Wednesday, July 6, 2011

On the Pony Express Trail -- July 5 2011


July 5, 2011 – Schellbourne Area  -- Today Cindy and I rode the El Capitan Stage road to El Capitan Pass and then climbed above the pass to the May Queen Mine and then to the ridge at 9000 feet.  Our camp is at 6400 feet so the climb was substantial.  The views of the Basin and Range territory were expansive at the top of the pass.  We could still see camp far below us on the alluvial apron leading to the valley floor.  On our climb we saw numerous signs of wild horses but we did not see any mustangs.  I wonder if any mustangs saw us.

El Capitan Pass is higher than the Pony Express trail at Schellbourne Pass and we understand that the El Capitan Pass was used in the winter when the drifts closed Schellbourne Pass.  Even though El Capitan is a higher pass, the southwest exposure is said to have allowed winter passage by horses.  Certainly, both pass could be difficult in the winter and it is hard to believe that horses and mules hauled stages and wagons over El Capitan Pass because the trail is very steep in parts.

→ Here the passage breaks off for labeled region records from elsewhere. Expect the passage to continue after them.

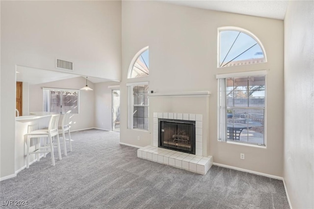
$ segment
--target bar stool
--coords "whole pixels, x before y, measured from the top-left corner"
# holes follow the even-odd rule
[[[59,154],[59,159],[61,159],[61,151],[60,150],[60,142],[59,141],[59,135],[58,132],[58,123],[60,114],[53,114],[51,116],[50,121],[49,122],[49,126],[48,129],[39,129],[33,131],[27,134],[27,156],[26,159],[26,167],[29,167],[29,155],[36,154],[37,160],[39,161],[40,153],[51,153],[51,160],[52,162],[52,165],[54,166],[54,156],[53,155],[53,141],[52,141],[52,137],[54,138],[55,136],[57,136],[57,147],[58,148],[58,153]],[[29,151],[29,144],[30,143],[30,139],[33,138],[38,138],[41,137],[48,138],[49,142],[47,144],[45,143],[44,146],[41,146],[39,143],[39,147],[36,147],[36,150],[33,152]]]
[[[58,132],[59,134],[62,134],[62,137],[60,138],[62,139],[62,143],[64,144],[64,155],[67,155],[67,147],[66,145],[66,140],[69,140],[70,142],[70,151],[72,152],[72,144],[71,140],[71,134],[70,133],[70,117],[71,117],[71,110],[67,112],[63,115],[62,119],[62,123],[61,127],[58,127]],[[69,135],[69,138],[65,138],[65,133],[67,132]]]

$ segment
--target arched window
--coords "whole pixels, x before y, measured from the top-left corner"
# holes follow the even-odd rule
[[[148,47],[146,47],[135,54],[129,69],[128,78],[146,77],[149,75]]]
[[[127,83],[129,129],[149,130],[149,52],[146,47],[135,55],[129,68],[128,78],[142,78],[137,79],[136,82]]]
[[[264,48],[253,33],[236,27],[218,28],[219,68],[265,62]]]

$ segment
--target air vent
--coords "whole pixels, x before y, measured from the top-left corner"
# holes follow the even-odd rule
[[[73,70],[72,64],[73,63],[71,62],[57,59],[57,68],[63,70]]]

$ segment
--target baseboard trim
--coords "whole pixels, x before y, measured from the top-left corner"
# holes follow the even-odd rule
[[[120,144],[122,144],[122,145],[129,146],[129,147],[135,147],[136,148],[143,148],[143,147],[140,147],[139,146],[133,145],[132,144],[126,144],[125,143],[123,143],[123,142],[119,142],[119,143]]]
[[[230,165],[224,165],[223,164],[217,163],[216,162],[213,163],[212,164],[214,165],[217,165],[217,166],[223,167],[224,168],[230,168],[231,169],[236,170],[240,171],[243,171],[244,172],[254,174],[258,175],[260,176],[263,176],[266,177],[271,178],[272,179],[278,179],[279,180],[283,180],[283,181],[284,180],[283,178],[280,177],[279,176],[264,174],[263,173],[258,172],[257,171],[251,171],[251,170],[247,170],[243,168],[238,168],[237,167],[231,166]]]
[[[98,129],[98,130],[107,131],[112,131],[112,130],[108,130],[108,129],[101,129],[100,128],[94,128],[94,129]]]
[[[89,130],[90,129],[94,129],[95,128],[88,128],[87,129],[78,129],[78,130],[70,130],[71,132],[80,131],[81,131]]]
[[[11,178],[16,177],[16,174],[13,174],[11,175],[9,175],[8,176],[4,176],[3,177],[0,178],[0,182],[2,181],[3,180],[6,180],[7,179],[11,179]]]
[[[284,186],[285,187],[285,191],[286,191],[286,195],[287,196],[287,199],[288,200],[288,203],[289,204],[289,207],[290,209],[292,209],[292,207],[291,205],[291,202],[290,202],[290,198],[289,198],[289,195],[288,194],[288,191],[287,189],[286,186],[286,183],[285,182],[285,179],[283,178],[283,182],[284,182]]]

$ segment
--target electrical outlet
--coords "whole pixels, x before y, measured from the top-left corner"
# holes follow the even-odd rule
[[[244,159],[244,154],[243,153],[240,153],[240,159]]]

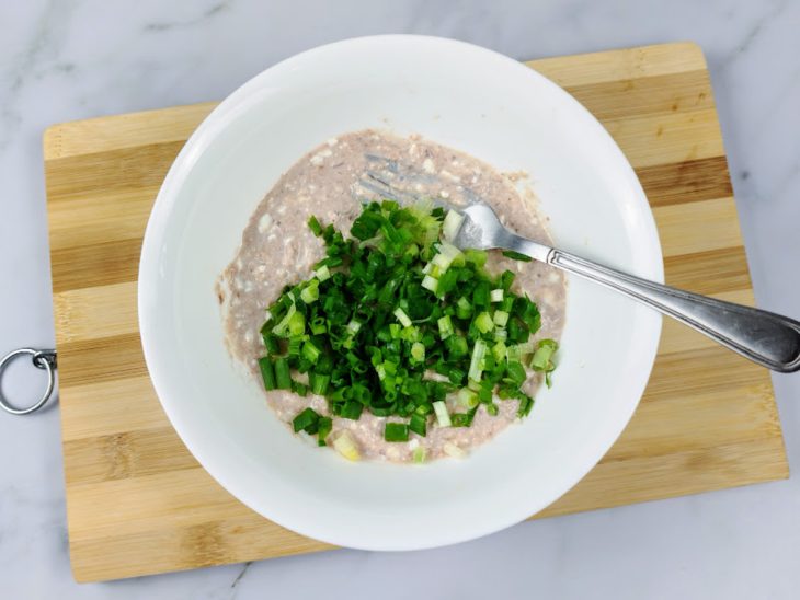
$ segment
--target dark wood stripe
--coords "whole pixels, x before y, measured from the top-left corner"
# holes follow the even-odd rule
[[[58,379],[61,388],[146,374],[147,366],[138,333],[69,342],[58,346]]]
[[[705,70],[564,88],[599,120],[713,107]]]
[[[159,186],[184,143],[170,141],[47,161],[47,199]]]
[[[64,459],[67,484],[99,483],[199,466],[169,425],[66,441]]]
[[[141,238],[54,250],[53,291],[136,281]]]
[[[709,250],[664,258],[666,282],[696,293],[720,293],[752,287],[744,246]]]
[[[636,174],[652,207],[733,195],[725,157],[642,166]]]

We poked around the mine ruins and found a rusted old spike used to nail the ore cart rail to a crosstie.  The wildflowers were in bloom and we passed a snow bank in the shelter of a rock outcropping.  The high terrain made me miss parts of Colorado.

Eventually, we turned the horses around and headed back down the trail to camp.  We led the horses down through the rocks and into the meadows of the secluded valley.  As we came around a corner, we saw a bay mustang stallion grazing on the grass.  The wind was blowing gently in our faces and he did not sense us at first.  Soon enough he noticed us and slipped off into the trees almost effortlessly.  He was quiet, surefooted, and quick.  From behind the forest we heard the mustang snort.  He passed back in front of us and headed up the other side of the valley with another mustang snort.  I think that the snort is a form of communication that can be a challenge or a territorial claim.  Our horses did not respond to the snorts and we continued down the trail.  Cindy and I talked about my mustang back in Idaho and we wondered he would have snorted back in response.

Wednesday and Thursday will be rest days and we plan to go to Ely Nevada for supplies and to do laundry tomorrow.  We'll rest in camp on Thursday and then head west across Nevada for another five days of riding beginning on Friday.